Are we a hustling, striving place or a great place to slow down and relax? Depends on who you ask.

Almost 25 years ago I took my first post-MBA job in New Brunswick. It was with the NB Department of Economic Development and Tourism (EDT) or maybe it was the NB Department of Economic Development, Tourism and Culture (?). Anyway, I was hired for a 2-3 months’ temporary position and I hustled it into 3.5 years and ultimately a good start to my career.

One of the most memorable moments of that period was a presentation made by then EDT DM Francis McGuire. He called the whole staff into a big room somewhere and put up a slide deck with his vision for the department.
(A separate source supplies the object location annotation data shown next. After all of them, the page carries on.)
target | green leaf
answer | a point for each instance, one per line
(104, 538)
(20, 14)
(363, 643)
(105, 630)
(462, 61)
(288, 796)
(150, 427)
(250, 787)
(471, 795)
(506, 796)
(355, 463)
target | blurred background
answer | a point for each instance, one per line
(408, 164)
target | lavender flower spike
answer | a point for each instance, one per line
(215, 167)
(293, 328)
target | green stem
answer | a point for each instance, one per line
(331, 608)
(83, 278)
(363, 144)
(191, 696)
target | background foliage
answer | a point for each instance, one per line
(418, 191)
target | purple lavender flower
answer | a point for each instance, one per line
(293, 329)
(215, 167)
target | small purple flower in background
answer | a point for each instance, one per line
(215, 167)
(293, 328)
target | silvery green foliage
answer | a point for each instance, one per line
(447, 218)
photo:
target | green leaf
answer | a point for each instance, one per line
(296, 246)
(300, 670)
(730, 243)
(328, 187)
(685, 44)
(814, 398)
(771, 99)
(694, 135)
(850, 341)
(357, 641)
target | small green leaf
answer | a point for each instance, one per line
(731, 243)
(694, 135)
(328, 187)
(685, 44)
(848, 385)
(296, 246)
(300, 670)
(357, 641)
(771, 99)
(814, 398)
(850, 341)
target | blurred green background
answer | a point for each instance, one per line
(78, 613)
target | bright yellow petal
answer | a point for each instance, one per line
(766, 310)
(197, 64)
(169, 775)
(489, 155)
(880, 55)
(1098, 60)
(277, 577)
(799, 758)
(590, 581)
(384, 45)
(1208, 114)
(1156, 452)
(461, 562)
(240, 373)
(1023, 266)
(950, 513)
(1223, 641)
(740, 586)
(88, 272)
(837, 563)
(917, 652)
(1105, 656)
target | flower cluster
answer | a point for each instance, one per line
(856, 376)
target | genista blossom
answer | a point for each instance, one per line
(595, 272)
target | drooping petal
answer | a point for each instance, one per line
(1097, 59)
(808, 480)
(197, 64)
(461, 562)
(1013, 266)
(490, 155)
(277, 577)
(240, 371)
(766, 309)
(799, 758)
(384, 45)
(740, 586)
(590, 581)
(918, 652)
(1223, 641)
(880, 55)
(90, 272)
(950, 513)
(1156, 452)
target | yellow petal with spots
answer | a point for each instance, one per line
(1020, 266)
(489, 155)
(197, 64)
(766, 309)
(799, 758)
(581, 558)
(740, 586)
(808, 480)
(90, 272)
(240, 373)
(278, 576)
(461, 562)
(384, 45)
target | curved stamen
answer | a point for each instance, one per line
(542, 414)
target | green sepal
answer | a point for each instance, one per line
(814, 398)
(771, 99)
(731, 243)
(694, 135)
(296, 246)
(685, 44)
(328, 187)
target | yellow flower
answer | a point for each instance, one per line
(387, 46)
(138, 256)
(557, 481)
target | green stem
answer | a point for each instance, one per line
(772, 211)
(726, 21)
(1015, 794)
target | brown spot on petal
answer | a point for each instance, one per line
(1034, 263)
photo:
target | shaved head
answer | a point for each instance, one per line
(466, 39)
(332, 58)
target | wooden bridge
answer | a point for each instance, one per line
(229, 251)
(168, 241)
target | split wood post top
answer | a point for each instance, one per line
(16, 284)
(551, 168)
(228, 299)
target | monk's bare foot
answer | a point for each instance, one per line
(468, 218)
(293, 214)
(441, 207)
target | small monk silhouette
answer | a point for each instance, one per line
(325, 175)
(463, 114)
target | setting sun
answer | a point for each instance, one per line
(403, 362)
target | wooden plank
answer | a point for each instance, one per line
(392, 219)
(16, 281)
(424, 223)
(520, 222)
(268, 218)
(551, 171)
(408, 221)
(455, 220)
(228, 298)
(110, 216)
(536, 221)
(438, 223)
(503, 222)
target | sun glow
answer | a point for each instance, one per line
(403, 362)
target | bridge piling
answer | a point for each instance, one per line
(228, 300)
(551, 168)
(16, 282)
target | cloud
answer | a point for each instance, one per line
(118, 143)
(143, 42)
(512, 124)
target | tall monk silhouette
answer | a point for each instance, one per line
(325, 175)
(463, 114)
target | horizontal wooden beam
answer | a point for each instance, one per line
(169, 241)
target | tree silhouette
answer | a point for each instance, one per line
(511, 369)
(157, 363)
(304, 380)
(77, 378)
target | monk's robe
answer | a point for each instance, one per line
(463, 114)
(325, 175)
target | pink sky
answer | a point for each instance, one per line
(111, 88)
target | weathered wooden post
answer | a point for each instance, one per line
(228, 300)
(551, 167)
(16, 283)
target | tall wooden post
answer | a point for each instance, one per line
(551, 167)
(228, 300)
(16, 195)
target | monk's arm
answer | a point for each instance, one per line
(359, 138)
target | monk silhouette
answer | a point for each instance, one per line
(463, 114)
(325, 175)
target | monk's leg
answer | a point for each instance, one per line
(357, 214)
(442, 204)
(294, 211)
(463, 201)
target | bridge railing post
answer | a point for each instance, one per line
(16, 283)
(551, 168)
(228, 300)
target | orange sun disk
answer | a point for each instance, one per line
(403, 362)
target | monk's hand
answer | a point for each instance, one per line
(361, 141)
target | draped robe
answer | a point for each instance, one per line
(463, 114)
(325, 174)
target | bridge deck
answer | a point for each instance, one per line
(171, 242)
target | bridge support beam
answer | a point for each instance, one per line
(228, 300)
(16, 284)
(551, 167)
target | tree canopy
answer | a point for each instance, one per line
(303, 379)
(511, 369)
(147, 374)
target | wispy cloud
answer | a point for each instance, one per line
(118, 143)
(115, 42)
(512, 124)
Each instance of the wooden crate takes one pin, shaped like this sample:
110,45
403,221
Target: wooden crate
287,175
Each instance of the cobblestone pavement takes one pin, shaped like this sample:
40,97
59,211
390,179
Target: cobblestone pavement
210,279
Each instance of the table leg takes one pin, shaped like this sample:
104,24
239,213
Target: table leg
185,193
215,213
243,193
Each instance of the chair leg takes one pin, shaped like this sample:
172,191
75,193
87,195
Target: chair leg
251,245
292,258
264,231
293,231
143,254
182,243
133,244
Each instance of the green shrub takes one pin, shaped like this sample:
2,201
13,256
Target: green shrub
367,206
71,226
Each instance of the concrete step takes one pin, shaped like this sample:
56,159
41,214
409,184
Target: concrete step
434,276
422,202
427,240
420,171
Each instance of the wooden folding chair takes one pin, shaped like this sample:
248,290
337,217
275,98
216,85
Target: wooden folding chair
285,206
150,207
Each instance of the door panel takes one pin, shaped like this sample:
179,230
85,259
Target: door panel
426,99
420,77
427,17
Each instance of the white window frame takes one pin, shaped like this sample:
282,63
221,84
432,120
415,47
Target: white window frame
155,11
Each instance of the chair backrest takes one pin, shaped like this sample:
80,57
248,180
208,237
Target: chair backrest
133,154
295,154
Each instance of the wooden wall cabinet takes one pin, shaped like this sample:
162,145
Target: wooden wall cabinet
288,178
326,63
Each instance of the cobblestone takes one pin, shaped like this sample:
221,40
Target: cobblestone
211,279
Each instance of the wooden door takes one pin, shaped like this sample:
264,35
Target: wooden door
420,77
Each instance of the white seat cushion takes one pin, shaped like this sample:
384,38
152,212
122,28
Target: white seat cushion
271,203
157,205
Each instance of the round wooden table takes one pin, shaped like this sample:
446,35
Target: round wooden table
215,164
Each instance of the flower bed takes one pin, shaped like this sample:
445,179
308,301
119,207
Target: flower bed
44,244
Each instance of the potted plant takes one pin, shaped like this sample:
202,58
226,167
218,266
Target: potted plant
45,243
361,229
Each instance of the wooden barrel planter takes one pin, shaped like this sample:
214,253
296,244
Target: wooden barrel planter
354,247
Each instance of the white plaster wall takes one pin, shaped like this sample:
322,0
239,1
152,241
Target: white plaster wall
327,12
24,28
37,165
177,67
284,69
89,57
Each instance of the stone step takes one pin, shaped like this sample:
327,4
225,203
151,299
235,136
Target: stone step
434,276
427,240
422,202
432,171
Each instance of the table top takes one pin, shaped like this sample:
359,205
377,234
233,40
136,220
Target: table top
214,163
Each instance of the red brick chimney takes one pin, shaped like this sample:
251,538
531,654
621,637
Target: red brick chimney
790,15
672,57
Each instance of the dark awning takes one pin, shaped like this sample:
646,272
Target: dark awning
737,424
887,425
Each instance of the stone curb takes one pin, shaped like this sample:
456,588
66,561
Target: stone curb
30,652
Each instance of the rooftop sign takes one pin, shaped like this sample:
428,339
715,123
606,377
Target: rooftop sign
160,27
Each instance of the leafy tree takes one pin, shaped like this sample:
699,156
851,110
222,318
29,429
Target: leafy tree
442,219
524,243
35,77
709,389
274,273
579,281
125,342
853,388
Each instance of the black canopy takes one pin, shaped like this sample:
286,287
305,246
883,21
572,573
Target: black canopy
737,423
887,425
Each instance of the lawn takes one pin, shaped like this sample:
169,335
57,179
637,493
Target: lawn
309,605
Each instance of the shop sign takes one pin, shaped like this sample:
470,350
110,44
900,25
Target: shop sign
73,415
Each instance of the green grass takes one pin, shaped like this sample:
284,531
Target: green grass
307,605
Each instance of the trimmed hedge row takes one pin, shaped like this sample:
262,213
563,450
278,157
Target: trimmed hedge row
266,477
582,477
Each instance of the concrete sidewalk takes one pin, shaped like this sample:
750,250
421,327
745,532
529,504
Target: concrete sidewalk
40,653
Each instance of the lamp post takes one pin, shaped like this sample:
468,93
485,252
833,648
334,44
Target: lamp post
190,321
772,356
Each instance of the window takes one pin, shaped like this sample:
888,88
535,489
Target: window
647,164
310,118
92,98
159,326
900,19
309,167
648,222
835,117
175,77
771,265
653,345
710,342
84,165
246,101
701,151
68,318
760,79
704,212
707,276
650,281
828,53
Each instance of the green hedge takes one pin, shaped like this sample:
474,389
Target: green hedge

I don’t remember most of what he said that day but I do remember him stating emphatically “I never want to hear the %$X&#! term ‘Picture Province’ mentioned by this department or this government ever again!” (colourful language bleeped out but if you know Francis use your imagination).

His point was that GNB under McKenna was trying to re-position New Brunswick as a dynamic place with thriving urban centres and bustling rural communities. The vision was of a striving New Brunswick – carving out its economic role within Canada and around the world. If you come to New Brunswick you work hard and play hard. This was directly meant to counter specific data from polling that suggested New Brunswickers were perceived by the rest of Canada as kind of comfortable, lazy and laid back.

Of course old habits die hard.  25 years after McGuire’s emphatic pronouncement, here is a tourism billboard.



I know what you are going to say. This is a tourism message.  That New Brunswick has great, uncrowded beaches.   It’s an ideal place to come and lay on the beach.  But if your economic development brand is one promoting hard working, bustling urban centres – the tourism message kind of counters this brand.

How about this billboard (pulled from Google).   Again, a powerful tourism message that New Brunswick is a great place to relax and put up your feet.



I’ve never really postured as an expert in marketing.  In fact, I probably stink in this black art but I would suggest there must be a way to align the messages.  Maybe people mountain biking with a strained look on their face or shots of our urban downtowns bustling with people or a shot of a beach with lots of folks (not too many!) or even a shot of water with actual boats on it.

If we want to portray New Brunswick as an empty place with nothing going on but lots of opportunity to lay around on the beach – this may end up being a self-fulfilling prophecy.